Training plan for multi-day ride


#1

Hello! I am looking for training tips/plans to prepare for a 3-day ride at the beginning of June. It is the Fight for Air Ride, 50 miles per day. Last year I trained for (and completed) my first-ever century ride and found plenty of training plans for that distance. Is there anything that should be added or done differently to be ready to tackle multiple days in a row?

I am in my late 40s and have done very little riding since Tour Du Zwift in January. I had stem cell injections for arthritis in my knees about 6 weeks ago and am just getting cleared to increase my intensity.

Any advice is appreciated!


#2

Hi @NUGirl!

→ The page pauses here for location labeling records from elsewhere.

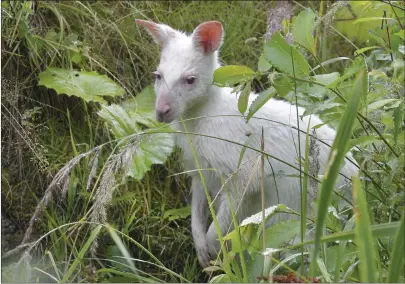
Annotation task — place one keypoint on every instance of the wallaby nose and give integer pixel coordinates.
(163, 113)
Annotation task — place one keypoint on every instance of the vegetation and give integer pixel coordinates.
(95, 184)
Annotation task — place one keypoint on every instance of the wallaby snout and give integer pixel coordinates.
(163, 109)
(164, 115)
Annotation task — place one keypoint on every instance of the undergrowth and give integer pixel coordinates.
(66, 159)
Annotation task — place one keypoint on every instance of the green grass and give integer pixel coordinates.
(42, 131)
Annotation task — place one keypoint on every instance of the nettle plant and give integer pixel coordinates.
(365, 103)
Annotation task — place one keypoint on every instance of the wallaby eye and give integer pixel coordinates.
(157, 75)
(190, 80)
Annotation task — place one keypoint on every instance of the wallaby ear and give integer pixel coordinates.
(161, 33)
(208, 36)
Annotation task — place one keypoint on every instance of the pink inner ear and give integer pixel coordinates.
(209, 36)
(150, 26)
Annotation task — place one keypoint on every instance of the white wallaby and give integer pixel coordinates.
(184, 90)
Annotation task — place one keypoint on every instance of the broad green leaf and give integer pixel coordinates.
(397, 255)
(363, 141)
(378, 104)
(120, 121)
(142, 107)
(263, 64)
(281, 232)
(326, 78)
(244, 98)
(303, 27)
(330, 61)
(354, 68)
(372, 19)
(177, 213)
(337, 154)
(281, 83)
(81, 254)
(261, 99)
(319, 91)
(232, 74)
(89, 86)
(364, 238)
(282, 56)
(154, 148)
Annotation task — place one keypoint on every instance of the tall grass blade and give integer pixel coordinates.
(81, 254)
(364, 238)
(122, 248)
(398, 254)
(304, 194)
(336, 157)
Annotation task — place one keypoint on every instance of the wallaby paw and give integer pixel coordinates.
(203, 255)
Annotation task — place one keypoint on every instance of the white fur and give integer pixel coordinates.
(181, 58)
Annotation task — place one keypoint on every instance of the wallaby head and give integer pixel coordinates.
(186, 67)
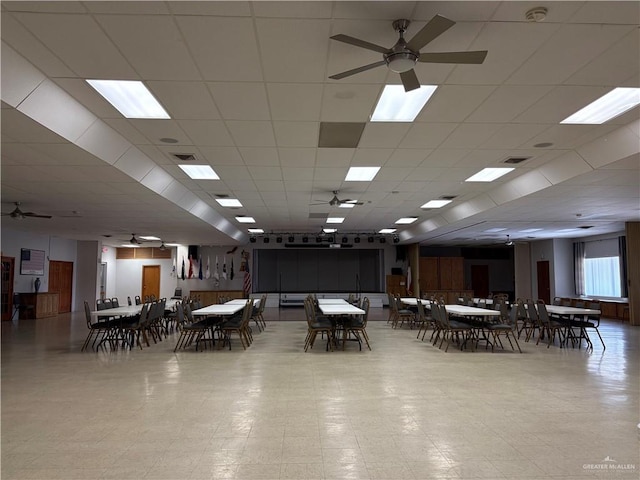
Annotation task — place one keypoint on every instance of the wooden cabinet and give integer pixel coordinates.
(211, 297)
(38, 305)
(441, 273)
(396, 285)
(429, 274)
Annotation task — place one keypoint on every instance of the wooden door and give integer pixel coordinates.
(7, 287)
(61, 282)
(544, 285)
(150, 280)
(480, 280)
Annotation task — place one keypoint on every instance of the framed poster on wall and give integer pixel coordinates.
(31, 262)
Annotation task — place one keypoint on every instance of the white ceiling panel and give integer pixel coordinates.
(246, 85)
(241, 101)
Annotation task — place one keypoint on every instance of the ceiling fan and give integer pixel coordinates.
(335, 201)
(402, 57)
(17, 213)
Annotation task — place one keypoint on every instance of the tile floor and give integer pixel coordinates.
(405, 410)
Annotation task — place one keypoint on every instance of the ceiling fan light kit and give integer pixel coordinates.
(402, 57)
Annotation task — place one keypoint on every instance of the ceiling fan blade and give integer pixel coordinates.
(33, 215)
(475, 57)
(364, 68)
(436, 27)
(359, 43)
(409, 80)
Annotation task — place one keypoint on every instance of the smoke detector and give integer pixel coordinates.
(537, 14)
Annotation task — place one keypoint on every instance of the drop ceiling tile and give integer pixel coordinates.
(512, 136)
(345, 102)
(407, 157)
(470, 135)
(15, 34)
(383, 135)
(99, 57)
(299, 38)
(454, 103)
(551, 65)
(185, 100)
(241, 101)
(294, 101)
(252, 134)
(427, 135)
(509, 45)
(334, 157)
(297, 157)
(222, 155)
(152, 44)
(154, 130)
(260, 156)
(296, 134)
(207, 37)
(507, 102)
(371, 157)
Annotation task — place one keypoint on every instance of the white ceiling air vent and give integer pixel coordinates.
(185, 157)
(516, 160)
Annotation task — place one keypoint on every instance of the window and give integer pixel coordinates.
(602, 276)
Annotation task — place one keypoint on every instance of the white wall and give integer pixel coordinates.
(55, 249)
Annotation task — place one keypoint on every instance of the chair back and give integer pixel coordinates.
(87, 312)
(365, 307)
(543, 315)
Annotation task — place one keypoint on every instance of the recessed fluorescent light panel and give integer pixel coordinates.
(488, 174)
(396, 105)
(130, 97)
(436, 203)
(406, 220)
(609, 106)
(361, 174)
(200, 172)
(229, 202)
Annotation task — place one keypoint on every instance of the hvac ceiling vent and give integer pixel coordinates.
(516, 160)
(185, 157)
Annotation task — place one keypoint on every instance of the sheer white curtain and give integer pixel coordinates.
(602, 276)
(578, 267)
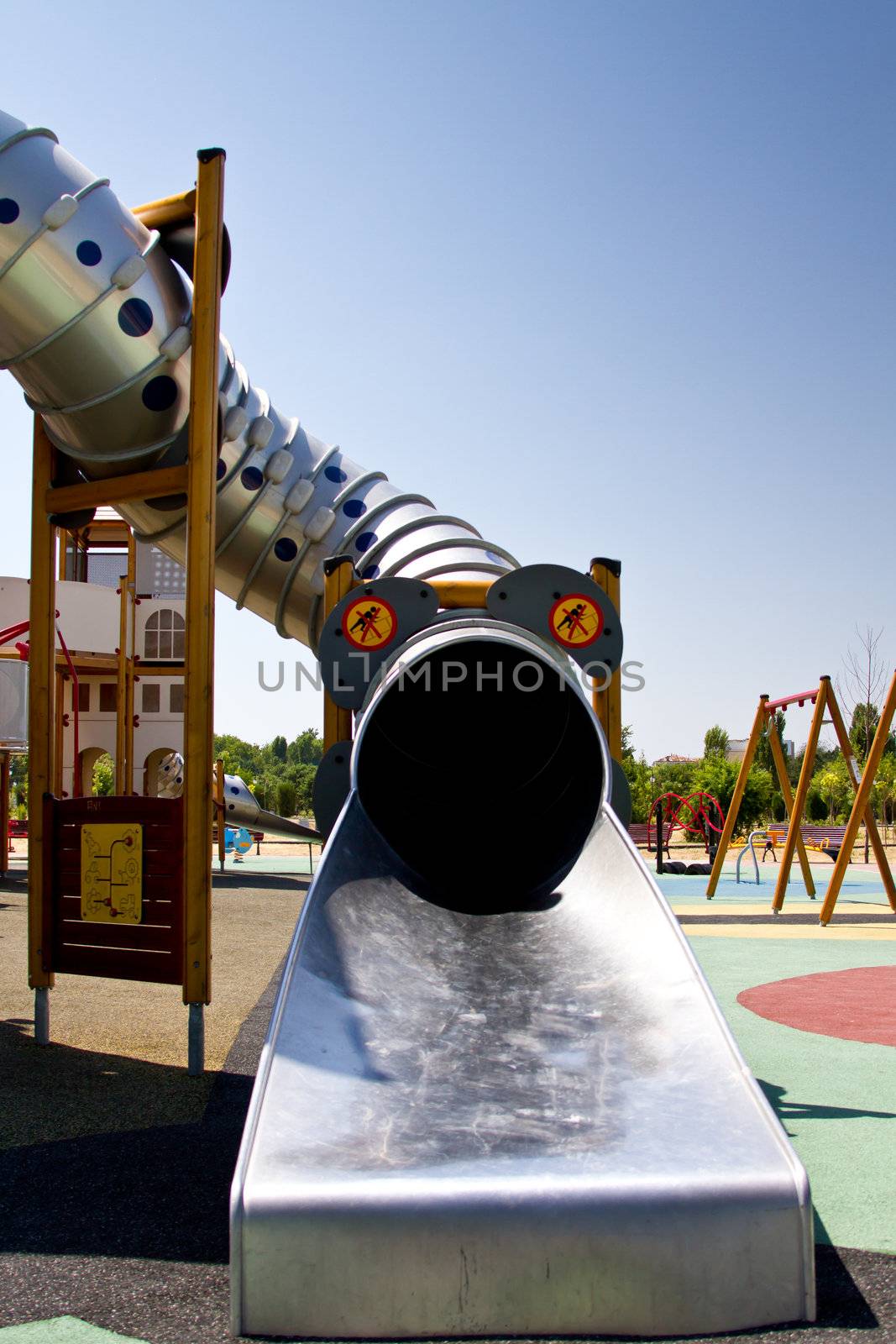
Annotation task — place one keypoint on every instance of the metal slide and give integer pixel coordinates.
(497, 1095)
(94, 324)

The plan for a 3 day event of that distance is similar to preparing for a century in some ways but I would recommend that you incorporate intensity workouts and back-to-back training days between now and then.

Careful when increasing intensity as your knee/tendons/ligaments get reacquainted with the hard work. You really only have about 6 weeks, so it will need to be a smart balance between increasing time, intensity and getting proper recovery.

Here are a few guidelines for your situation:

  • Combination of workouts and longer rides- for example, workouts indoors on the trainer during the week and build saddle time on the weekends.
  • Build slowly starting with 1-2 intensity workouts during the week, then Sat/Sun longer rides but easy for the first 2 weeks
  • See how you are feeling and if all is going well, do 2 intensity workouts in the week, one easy ride in between, then Sat/Sun longer rides, now incorporating a few efforts/intensity using the terrain/wind.
  • You will probably need a recovery week in week 3 or 4.
  • Easy week one week before the event- recovery- keep active on the bike by riding easy outside for one to two hours and doing one or two easy rides on the trainer (skills/openers/neuromuscular)
  • The combination of intensity and Sat/Sun rides prepare for the event- you won’t need to do the same distance back to back for 3 days to get ready.
  • Remember-- long rides serve as “dress rehearsals” for fueling (hydration/nutrition) so you can test and find what works best for you.
  • Ride in harsh conditions outside if you can- wind, rain, heat, etc if you might encounter those.

Hope this helps! And if you want a custom plan I am happy to help.

Good luck- let us know how it’s going.


#3

Following. I have a 7 day event in September.